Catalysis and Chemical Engineering Global Conference

In support of an increased demand for renewable energy, an efficient energy storage system is critical to ensure a stable power supply. One of the major components in chemical engineering is catalysis, which has significantly helped develop these systems by enhancing storage capacity, improving efficiencies in battery designs, and moving in the direction of greater sustainability.

So just how much does catalysis really make a difference in the energy storage? Catalysis is defined as accelerating chemical reactions with materials referred to as catalysts. In most instances, in the case of energy storage, catalysts are implanted on either the battery or the fuel cell to hasten key reactions. This may be to hasten the charging and discharging times of the batteries for fast and quick storage of energy. It can be very useful in systems, like electric vehicles or grid storage, in which rapid efficient transfer of energy is needed.

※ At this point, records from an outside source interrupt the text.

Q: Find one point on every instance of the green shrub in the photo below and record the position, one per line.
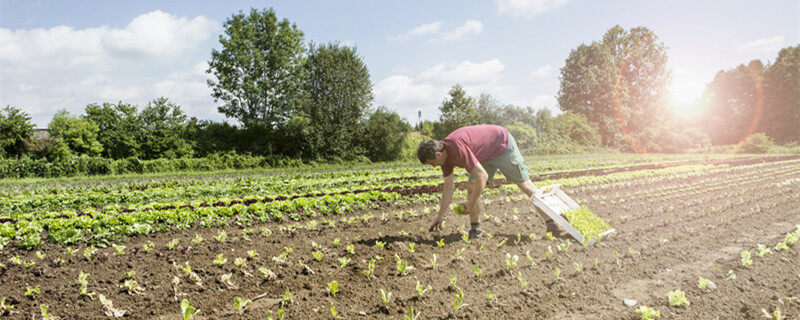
(757, 143)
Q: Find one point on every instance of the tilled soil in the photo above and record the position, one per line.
(660, 245)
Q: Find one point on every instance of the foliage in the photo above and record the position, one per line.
(15, 129)
(619, 83)
(757, 143)
(79, 135)
(258, 72)
(384, 135)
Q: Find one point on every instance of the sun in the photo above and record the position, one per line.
(685, 90)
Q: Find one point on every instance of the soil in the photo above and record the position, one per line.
(668, 234)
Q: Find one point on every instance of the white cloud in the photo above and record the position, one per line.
(527, 8)
(62, 67)
(765, 45)
(426, 91)
(469, 27)
(429, 28)
(544, 72)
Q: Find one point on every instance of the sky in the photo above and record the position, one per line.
(58, 55)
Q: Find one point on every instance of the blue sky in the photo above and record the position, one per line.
(66, 54)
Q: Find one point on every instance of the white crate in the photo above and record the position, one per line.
(554, 202)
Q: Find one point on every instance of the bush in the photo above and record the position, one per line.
(757, 143)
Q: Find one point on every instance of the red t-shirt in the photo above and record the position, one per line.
(468, 146)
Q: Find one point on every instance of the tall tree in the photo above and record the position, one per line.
(781, 114)
(76, 134)
(457, 111)
(619, 83)
(733, 99)
(257, 73)
(15, 129)
(119, 128)
(384, 135)
(339, 93)
(163, 132)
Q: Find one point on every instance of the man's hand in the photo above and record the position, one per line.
(437, 224)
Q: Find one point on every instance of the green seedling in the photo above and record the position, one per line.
(420, 290)
(677, 298)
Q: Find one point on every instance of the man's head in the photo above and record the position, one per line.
(431, 152)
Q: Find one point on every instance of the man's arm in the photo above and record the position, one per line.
(444, 203)
(476, 187)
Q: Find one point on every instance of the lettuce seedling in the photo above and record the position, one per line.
(333, 287)
(746, 258)
(648, 313)
(420, 290)
(240, 303)
(677, 298)
(704, 283)
(458, 301)
(386, 296)
(109, 310)
(188, 311)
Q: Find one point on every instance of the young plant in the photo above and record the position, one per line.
(188, 312)
(171, 245)
(89, 252)
(511, 261)
(522, 281)
(132, 287)
(370, 269)
(333, 287)
(110, 311)
(402, 266)
(677, 298)
(746, 258)
(221, 236)
(459, 252)
(267, 273)
(240, 303)
(458, 301)
(197, 239)
(530, 259)
(410, 314)
(30, 292)
(648, 313)
(386, 296)
(704, 283)
(478, 271)
(343, 261)
(420, 290)
(220, 260)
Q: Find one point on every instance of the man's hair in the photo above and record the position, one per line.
(428, 148)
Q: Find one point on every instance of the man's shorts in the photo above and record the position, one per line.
(510, 163)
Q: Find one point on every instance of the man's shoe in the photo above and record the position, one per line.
(475, 233)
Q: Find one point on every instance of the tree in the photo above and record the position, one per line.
(733, 99)
(15, 129)
(76, 134)
(257, 73)
(119, 128)
(457, 111)
(781, 114)
(163, 133)
(384, 135)
(618, 83)
(339, 92)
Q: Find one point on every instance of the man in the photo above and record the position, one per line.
(481, 150)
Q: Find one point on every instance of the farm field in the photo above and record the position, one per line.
(286, 240)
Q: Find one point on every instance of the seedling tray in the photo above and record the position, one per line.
(554, 202)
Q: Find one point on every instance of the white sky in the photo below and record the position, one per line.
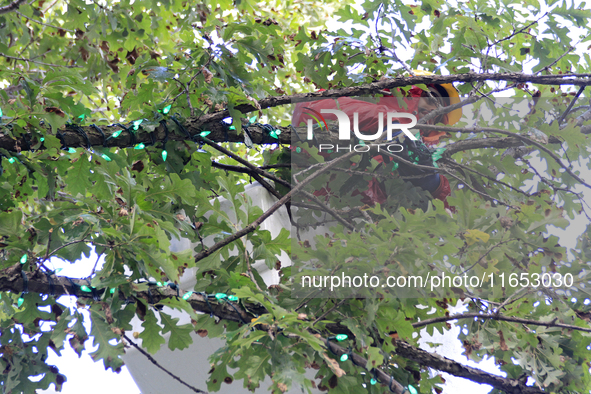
(86, 376)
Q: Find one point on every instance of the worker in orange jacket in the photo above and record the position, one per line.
(418, 102)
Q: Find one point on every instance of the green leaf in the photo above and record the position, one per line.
(180, 336)
(151, 338)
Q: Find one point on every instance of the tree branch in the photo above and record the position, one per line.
(153, 361)
(494, 316)
(11, 7)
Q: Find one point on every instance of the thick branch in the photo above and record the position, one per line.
(11, 280)
(444, 364)
(220, 133)
(519, 320)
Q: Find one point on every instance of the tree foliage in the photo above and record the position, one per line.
(95, 92)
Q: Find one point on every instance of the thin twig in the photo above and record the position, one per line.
(11, 7)
(494, 316)
(508, 133)
(37, 62)
(153, 361)
(44, 24)
(253, 226)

Lithium-ion batteries are just one of the major applications of catalysis in energy storage. These increasingly find their applications in portable electronics as well as electrical vehicles. Catalytic materials inside the battery can, in some ways facilitate the movement of lithium ions in between the electrodes of the battery, thus leading to quicker charging times and more solid battery lifespans. Further research is being conducted in developing catalyst-based solid-state batteries to produce safer and longer-lasting alternatives by replacing liquid electrolytes with solid materials that could conduct ions through catalyst support.

Catalysis is also essential in the development of the latter fuel cells that generate electricity directly by converting chemical energy to electrical energy. For example, platinum-based catalysts are widely utilized in hydrogen fuel cells in the reaction of hydrogen and oxygen to give only water. Therefore, fuel cells could be considered clean sources of energy from cars to backup power systems.

Beyond conventional batteries and fuel cells, some of the new energy storage technologies use catalysis: for instance, metal-air batteries and supercapacitors. These latter devices rely on catalytic processes to achieve both high energy density and rapid charging performances, which could revolutionize the storage of renewable energies.